In Italia non ci sono
mai state abbastanza dosi per vaccinare tutti, ma i riflettori sono tutti sul
nemico immaginario, i noVax.
Meglio parlare di noVax che altro…
È davvero stucchevole, ai limiti della sopportazione questa continua
litania contro i noVax, descritti da molti come un esercito
minaccioso che metterebbe a rischio la salute collettiva.
Dai dati che abbiamo a disposizione si evince che il 97% delle dosi
giunte in Italia sono state inoculate. Si tratta di un trend costante: gli
italiani si stanno vaccinando, anche se ovviamente nei limiti delle dosi
disponibili.
Poi, certo, esistono delle minoranze che rifiutano il vaccino, che
protestano o che non possono, o che solo si interrogano sugli effetti che può
avere l’inoculazione su di loro.
Tra questi c’è anche chi è solo, vive in realtà poco urbanizzate, non
dispone di internet e ha difficoltà non solo a prenotarsi, ma anche
semplicemente a dover mettere in conto, per ragioni di lavoro o dell’assenza di
assistenza familiare, un eventuale periodo di malattia dovuto agli effetti del
vaccino.
Nel nostro paese c’è chi non può permettersi di assentarsi nemmeno un
giorno dal lavoro. C’è chi non ha l’assistenza di nessuno e che per una
semplice febbre prova terrore e smarrimento. C’è poi chi, dati i numerosi
pasticci nella comunicazione, ha paura, semplicemente paura. Ma questo non
importa a nessuno.
Eppure torme di indignati pontificano e negano qualsiasi ragione, qualsiasi
diritto di cittadinanza alle argomentazioni a chi ancora non si è vaccinato.
Tutto viene posto sotto l’etichetta del noVax, che poi non è altro che
l’evoluzione di vecchie etichette (il sovranista, il terrapiattista, il
credente alle scie chimiche…) che hanno la funzione di creare l’illusione di
una barriera fra un dentro – civile, moderno, scolarizzato – e un fuori
barbaro.
Chi pone qualche questione – persino io che ho completato il ciclo – è
sospetto, fa storcere il naso e provoca la domanda, “è dei nostri?”.
In questa guerra tra civili e barbari resta fuori il discorso del capitale. In Italia non ci
sono mai state abbastanza dosi per vaccinare tutti, ma gli occhi sono puntati a
un piccolo gruppo di renitenti.
I pontificatori si comportano come se ci fosse abbondanza di dosi, come se
bastasse la volontà. Ancora oggi invece c’è una forte penuria di vaccino.

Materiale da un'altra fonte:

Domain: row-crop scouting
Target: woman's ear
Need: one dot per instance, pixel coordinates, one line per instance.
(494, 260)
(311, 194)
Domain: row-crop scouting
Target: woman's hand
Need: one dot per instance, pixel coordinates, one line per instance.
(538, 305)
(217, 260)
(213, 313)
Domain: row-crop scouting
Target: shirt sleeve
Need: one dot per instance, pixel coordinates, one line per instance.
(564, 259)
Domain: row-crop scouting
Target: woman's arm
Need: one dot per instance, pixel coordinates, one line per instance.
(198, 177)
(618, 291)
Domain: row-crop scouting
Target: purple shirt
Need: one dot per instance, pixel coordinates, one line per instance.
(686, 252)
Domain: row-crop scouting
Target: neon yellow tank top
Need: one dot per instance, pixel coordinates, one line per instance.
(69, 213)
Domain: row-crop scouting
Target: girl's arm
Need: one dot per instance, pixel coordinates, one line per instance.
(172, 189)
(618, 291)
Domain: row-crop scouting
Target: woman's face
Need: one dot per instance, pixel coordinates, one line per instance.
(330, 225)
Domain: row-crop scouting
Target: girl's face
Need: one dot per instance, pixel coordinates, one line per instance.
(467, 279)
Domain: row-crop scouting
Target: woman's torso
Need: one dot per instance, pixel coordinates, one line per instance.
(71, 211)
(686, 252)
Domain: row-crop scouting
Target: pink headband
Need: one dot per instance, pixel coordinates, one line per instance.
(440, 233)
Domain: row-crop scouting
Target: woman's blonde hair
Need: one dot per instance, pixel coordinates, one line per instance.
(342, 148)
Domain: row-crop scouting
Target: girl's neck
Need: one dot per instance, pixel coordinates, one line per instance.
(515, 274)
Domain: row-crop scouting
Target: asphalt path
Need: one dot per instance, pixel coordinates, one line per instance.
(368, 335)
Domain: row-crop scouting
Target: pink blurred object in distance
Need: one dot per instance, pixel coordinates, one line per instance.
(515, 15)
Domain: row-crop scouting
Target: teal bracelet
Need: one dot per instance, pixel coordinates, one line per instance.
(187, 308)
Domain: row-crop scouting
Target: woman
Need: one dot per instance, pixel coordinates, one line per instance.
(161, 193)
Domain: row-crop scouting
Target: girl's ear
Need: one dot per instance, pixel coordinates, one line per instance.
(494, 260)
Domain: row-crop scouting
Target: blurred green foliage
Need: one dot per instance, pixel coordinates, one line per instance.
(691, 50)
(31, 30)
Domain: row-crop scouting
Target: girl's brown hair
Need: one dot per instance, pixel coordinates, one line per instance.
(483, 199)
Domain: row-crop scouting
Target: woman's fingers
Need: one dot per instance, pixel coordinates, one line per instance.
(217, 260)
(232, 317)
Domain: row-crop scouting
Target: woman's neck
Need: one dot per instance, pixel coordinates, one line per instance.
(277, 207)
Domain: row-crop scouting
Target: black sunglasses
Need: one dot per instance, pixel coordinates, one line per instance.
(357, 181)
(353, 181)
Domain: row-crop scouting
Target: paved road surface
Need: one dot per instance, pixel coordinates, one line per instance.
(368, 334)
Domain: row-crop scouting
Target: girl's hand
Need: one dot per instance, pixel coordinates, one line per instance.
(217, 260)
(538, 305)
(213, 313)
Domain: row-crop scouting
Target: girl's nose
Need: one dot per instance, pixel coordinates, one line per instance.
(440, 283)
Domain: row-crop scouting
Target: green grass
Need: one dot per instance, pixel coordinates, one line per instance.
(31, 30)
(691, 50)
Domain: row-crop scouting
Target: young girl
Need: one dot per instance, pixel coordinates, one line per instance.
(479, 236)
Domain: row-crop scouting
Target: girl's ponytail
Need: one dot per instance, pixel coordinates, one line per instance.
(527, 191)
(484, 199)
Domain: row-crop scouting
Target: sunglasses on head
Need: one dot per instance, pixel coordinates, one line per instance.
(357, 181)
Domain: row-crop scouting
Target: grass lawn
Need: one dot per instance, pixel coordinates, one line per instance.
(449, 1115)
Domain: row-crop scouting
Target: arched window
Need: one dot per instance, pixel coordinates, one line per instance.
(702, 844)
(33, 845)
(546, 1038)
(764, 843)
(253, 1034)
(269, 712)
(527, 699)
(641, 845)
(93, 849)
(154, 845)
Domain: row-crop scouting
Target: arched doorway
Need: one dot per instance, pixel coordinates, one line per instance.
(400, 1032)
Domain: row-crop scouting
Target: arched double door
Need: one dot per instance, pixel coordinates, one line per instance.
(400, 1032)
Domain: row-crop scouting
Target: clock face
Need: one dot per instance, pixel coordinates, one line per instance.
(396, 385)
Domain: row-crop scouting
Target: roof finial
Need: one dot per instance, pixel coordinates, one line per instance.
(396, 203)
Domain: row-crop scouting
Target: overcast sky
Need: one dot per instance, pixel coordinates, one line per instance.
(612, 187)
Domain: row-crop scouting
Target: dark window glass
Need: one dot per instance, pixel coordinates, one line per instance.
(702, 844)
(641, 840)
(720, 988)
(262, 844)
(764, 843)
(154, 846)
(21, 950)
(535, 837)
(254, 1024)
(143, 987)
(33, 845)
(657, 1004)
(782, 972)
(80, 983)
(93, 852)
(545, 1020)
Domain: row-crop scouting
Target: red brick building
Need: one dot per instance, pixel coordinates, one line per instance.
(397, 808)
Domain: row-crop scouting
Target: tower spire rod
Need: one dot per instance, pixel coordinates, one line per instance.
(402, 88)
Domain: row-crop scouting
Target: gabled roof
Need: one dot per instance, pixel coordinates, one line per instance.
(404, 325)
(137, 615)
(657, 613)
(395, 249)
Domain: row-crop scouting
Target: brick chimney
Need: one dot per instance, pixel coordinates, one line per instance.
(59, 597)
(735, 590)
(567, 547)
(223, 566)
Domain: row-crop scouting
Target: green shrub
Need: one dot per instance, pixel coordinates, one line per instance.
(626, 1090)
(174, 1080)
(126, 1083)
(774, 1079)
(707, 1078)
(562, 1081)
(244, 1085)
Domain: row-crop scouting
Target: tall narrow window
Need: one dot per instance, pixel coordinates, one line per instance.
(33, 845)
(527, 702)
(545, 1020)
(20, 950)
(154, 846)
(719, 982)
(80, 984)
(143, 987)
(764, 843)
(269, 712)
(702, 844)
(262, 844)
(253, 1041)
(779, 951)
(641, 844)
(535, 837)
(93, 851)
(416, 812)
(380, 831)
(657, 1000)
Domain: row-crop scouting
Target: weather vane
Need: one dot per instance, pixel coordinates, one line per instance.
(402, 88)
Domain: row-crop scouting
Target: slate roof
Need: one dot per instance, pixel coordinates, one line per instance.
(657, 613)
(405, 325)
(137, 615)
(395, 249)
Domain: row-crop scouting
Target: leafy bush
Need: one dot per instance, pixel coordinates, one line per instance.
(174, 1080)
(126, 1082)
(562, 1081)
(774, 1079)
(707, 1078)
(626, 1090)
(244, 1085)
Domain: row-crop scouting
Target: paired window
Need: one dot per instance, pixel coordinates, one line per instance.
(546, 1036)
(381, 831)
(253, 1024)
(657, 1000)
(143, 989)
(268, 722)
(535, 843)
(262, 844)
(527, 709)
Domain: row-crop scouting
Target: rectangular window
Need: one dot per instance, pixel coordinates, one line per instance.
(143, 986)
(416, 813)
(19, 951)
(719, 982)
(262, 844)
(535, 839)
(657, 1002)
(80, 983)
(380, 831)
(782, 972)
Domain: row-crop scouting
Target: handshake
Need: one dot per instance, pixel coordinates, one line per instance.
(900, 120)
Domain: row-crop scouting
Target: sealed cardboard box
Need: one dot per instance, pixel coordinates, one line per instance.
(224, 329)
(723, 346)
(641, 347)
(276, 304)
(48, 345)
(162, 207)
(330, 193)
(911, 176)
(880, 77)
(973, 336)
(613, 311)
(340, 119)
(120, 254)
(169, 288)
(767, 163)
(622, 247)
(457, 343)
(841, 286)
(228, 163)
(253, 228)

L’Italia si rifornisce da poche aziende, in particolare da Pfizer.
Con un insensato taglio dei finanziamenti ha rinunciato a sviluppare un
proprio vaccino e dunque a rendersi un po’ più autonoma dalla casa
tedesco-americana, che dal canto suo sta registrando guadagni migliardari
epocali, sebbene la ricerca sul suo vaccino abbia ottenuto un finanziamento
pubblico.
Il sospetto, ma è più che un sospetto, è che l’Italia abbia
rinunciato a fare un proprio vaccino su pressioni esterne e per la
minaccia di ritorsioni, le stesse che ci impediscono di attingere
dall’industria farmaceutica dei pesi non allineati: Cuba, Cina, Russia.
Certo, vedere le immagini delle manifestazioni noVax, per quanto frequentate
da sparute minoranze, mi mette tristezza. Ma trovo ben più angosciante che si
taccia sul mancato sviluppo di un vaccino tutto italiano, gestito dalla mano
pubblica che bada non agli interessi degli speculatori, ma al bene collettivo.
Non ho dunque nulla a che spartire con i noVax, sulla cui esistenza
occorrerebbe tuttavia interrogarsi con meno protervia, meno saccenteria,
chiedendosi anche se, in fondo, la loro protesta non sia quella di chi non ha
altre parole per manifestare il proprio disagio in un mondo complesso che li ha
tagliati fuori da tutto e gli ha pure negato un più sofisticato vocabolario
politico.
Allo stesso modo ho molto poco in comune con chi partecipa all’insensata
crociata che è stata lanciata contro un nemico marginale, spesso anche
immaginario; una crociata peraltro tutta mediatica, consolatoria, ma
politicamente ipocrita perché occulta i temi del profitto e dei rapporti di
forza geopolitici alla base delle contraddizioni dell’attuale vaccinazione.